Varias horas después, cuando César regresó a la posada, ya caída la noche, Savonarola seguía arengando a los ciudadanos de Florencia.

—Alejandro Borgia adora a los dioses paganos de Egipto. Vive rodeado de placeres mientras vosotros, los verdaderos fieles, soportáis todo tipo de penurias. La Iglesia de Roma sube los impuestos todos los años para llenar sus arcas. ¡No podéis permitir que os traten como si fuerais bestias de carga! En los tiempos originales de la Iglesia los cálices eran de madera y el corazón de los clérigos de oro. Pero ahora vivimos tiempos tenebrosos.
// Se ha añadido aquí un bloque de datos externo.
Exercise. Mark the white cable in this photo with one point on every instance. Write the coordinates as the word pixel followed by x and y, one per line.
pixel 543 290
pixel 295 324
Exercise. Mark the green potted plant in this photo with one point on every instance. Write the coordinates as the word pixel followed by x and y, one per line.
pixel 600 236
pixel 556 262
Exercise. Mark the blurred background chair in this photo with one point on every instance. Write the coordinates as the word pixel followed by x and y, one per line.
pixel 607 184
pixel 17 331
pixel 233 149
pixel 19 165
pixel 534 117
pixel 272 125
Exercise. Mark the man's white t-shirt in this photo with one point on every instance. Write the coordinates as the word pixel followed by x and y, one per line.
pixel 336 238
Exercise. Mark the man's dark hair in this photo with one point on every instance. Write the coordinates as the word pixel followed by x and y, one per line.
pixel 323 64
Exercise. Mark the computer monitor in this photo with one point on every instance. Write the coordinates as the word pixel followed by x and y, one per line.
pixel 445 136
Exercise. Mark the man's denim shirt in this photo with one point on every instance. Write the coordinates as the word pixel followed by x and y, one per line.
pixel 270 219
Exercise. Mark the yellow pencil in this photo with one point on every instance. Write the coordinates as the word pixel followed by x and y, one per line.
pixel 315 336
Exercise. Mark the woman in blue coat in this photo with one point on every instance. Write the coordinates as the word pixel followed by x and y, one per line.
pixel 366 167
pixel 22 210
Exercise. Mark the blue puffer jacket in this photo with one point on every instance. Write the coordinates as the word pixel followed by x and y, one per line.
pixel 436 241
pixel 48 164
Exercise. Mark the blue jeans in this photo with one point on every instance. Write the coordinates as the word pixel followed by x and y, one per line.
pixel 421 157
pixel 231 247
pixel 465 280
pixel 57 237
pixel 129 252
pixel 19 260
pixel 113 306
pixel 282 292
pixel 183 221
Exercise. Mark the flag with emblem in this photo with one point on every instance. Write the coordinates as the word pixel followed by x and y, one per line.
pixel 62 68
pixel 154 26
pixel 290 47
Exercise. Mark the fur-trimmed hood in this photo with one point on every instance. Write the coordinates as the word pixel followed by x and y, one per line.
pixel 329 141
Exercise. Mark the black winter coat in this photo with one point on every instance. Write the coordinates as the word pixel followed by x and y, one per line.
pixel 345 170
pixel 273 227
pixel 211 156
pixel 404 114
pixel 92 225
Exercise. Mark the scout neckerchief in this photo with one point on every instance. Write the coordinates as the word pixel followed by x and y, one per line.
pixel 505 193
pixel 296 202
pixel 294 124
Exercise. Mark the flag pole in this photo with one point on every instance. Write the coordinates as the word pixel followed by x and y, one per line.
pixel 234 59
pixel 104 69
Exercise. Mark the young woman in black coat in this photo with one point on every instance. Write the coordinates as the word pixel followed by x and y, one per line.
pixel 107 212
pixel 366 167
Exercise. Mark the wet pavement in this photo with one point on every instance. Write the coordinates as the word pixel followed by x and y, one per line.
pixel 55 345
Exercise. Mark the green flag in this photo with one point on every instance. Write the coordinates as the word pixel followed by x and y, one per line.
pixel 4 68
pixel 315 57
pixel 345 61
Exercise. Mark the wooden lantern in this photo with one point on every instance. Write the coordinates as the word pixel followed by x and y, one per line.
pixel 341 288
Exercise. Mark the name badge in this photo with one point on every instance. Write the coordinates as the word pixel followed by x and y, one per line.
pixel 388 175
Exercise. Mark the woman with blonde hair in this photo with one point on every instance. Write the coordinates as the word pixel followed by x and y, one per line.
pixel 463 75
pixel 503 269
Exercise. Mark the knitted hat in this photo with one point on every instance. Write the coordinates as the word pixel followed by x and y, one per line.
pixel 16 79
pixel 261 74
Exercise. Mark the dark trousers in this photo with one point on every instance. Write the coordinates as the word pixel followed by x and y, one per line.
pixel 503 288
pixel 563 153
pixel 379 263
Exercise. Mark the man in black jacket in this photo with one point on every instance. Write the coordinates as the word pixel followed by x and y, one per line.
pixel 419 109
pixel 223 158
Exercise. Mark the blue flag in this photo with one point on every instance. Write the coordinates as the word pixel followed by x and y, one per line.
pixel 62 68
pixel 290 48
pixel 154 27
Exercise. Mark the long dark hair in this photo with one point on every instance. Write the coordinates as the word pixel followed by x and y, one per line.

Ahora, los cálices son de oro y la virtud del papa y los cardenales es de madera.

CAPÍTULO 15

Mientras se aproximaba a la villa que Vanozza Catanci tenía a las afueras de Roma, el papa Alejandro pensó en todos aquellos momentos hermosos que había compartido con la madre de sus hijos. Aún recordaba todas aquellas noches que habían cenado al calor de la luz de las velas, todas aquellas calurosas noches de verano que habían compartido, rodeados del aroma del jazmín. Recordaba la paz de aquellas veladas. Recordaba el calor del cuerpo de Vanozza contra el suyo. Y recordaba que había sido entonces, durante esas noches de éxtasis carnal, cuando mayor y más sólida había sido su fe, cuando mayor y más sincera había sido su dedicación a la Iglesia.